If it’s your money, you should be allowed to spend it as you see fit, shouldn’t you? Most Americans would agree you should have the freedom to dispose of your assets as you please. That’s the very essence of America.
If you’re feeling charitable and want to donate to the local opera house, that’s your business. If you want your money to be devoted to a particular charity or other cause, that’s your call, too. And if you want your money to be spent on specific causes after you die, that’s also your prerogative.
Take the case of the Florida Minority Community Reinvestment Coalition, a shakedown operation in Florida modeled after California’s Greenlining Institute. Both Greelining and FMCRC are obnoxious ACORN-like shakedown groups that annoy and harass their victims until they pay them to go away.
They argue that they should have a say in how your money is spent. If they prevail, they would undercut the idea of voluntary philanthropy and compromise the property rights of donors.
Former U.S. Labor Secretary Robert Reich has complained that too much philanthropy is devoted to “culture palaces,” including “operas, art museums, symphonies and theaters.” Donations to such institutions “aren’t really charitable contributions,” he argues. And because tax agencies are failing to receive taxes on the donations, according to Reich’s zero-sum calculation, “this gap has to be filled by other tax revenues or by spending cuts, or else it just adds to the deficit.” Some contributions are better than others, he reasons.

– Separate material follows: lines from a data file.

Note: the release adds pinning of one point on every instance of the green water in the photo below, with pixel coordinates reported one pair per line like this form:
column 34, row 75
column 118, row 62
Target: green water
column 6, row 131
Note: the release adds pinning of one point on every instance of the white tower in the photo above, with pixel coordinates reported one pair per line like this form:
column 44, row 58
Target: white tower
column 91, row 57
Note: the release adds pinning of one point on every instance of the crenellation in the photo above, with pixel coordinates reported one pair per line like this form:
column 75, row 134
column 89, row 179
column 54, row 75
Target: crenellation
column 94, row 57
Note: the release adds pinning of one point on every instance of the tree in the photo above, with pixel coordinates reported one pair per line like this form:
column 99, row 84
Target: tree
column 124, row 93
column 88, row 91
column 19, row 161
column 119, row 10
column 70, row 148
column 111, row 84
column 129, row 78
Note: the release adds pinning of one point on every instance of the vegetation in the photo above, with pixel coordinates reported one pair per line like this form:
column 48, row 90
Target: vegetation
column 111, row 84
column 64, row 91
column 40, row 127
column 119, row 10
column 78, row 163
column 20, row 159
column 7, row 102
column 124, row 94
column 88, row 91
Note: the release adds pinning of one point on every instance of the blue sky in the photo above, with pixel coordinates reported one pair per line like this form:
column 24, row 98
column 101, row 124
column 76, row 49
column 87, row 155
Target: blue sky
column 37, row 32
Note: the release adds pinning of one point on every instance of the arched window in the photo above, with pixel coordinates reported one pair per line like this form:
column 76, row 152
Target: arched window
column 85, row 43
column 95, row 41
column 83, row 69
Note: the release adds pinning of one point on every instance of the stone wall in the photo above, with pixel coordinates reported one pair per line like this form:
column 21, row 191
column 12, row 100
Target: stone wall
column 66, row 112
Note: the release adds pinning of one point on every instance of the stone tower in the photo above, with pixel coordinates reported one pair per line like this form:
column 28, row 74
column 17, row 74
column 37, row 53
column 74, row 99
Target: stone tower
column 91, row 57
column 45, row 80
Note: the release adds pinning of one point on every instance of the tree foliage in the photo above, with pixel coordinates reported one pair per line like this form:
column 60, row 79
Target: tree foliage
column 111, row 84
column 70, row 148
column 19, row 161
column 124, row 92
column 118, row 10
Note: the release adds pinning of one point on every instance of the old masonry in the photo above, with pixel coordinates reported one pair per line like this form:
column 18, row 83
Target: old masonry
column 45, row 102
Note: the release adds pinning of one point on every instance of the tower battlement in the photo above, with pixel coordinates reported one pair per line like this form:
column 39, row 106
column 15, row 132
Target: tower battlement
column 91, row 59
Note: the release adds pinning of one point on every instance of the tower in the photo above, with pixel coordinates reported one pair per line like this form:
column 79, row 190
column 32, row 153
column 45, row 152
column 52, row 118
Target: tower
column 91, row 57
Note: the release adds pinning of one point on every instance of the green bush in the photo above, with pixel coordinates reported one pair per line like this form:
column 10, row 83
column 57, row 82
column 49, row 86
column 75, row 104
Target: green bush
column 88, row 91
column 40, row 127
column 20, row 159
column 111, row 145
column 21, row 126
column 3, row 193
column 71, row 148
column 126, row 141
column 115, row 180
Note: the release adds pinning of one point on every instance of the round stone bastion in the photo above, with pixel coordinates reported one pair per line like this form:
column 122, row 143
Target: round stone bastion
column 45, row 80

The Greenlining Institute is sympathetic to Reich’s arguments. In fact it went further and tried to get the California state legislature to enact a law forcing charitable foundations to publicly disclose the race, gender, and ethnicity of their board trustees and the boards and staff of their nonprofit grant recipients. It’s but a stone’s throw from mandatory race, gender, and ethnicity reporting to government directives on how charities should distribute their funds.
Big foundations in California paid off the Greenlining Institute to make it go away and the legislation was withdrawn but caving in to left-wing pressure groups never placates them, and now this California-style attempt at interference with philanthropy is spreading across the nation.
In Florida the Florida Minority Community Reinvestment Coalition (FMCRC) is gearing up to replicate Greenlining’s experiment. The group’s board chairman and public face is Al Pina, a transplanted Arizonan who describes himself as “a community reinvestment mercenary.” Pina, who boasts about his forceful techniques, seemingly has convinced himself that he is a David fighting financial Goliaths. “I was inspired by Robert Kennedy and how he stood up to the mafia. He stood up to the bullies. I like anybody who stands up to bullies.” Pina believes that people of a specific race take better care of other members of the same race than outsiders.
“No one can convince me that United Way provides better service directly to minorities than a minority-led organization,” he said. “We’re in the trenches. There is no way that [non-minorities] can connect and have more traction and effect than organizations with leaders who live in those communities day in and day out.”
Welcome to the balkanizing racism of Barack Obama’s America.
(Note: I wrote a paper published by Florida’s James Madison Institute on the subject of this blog post.)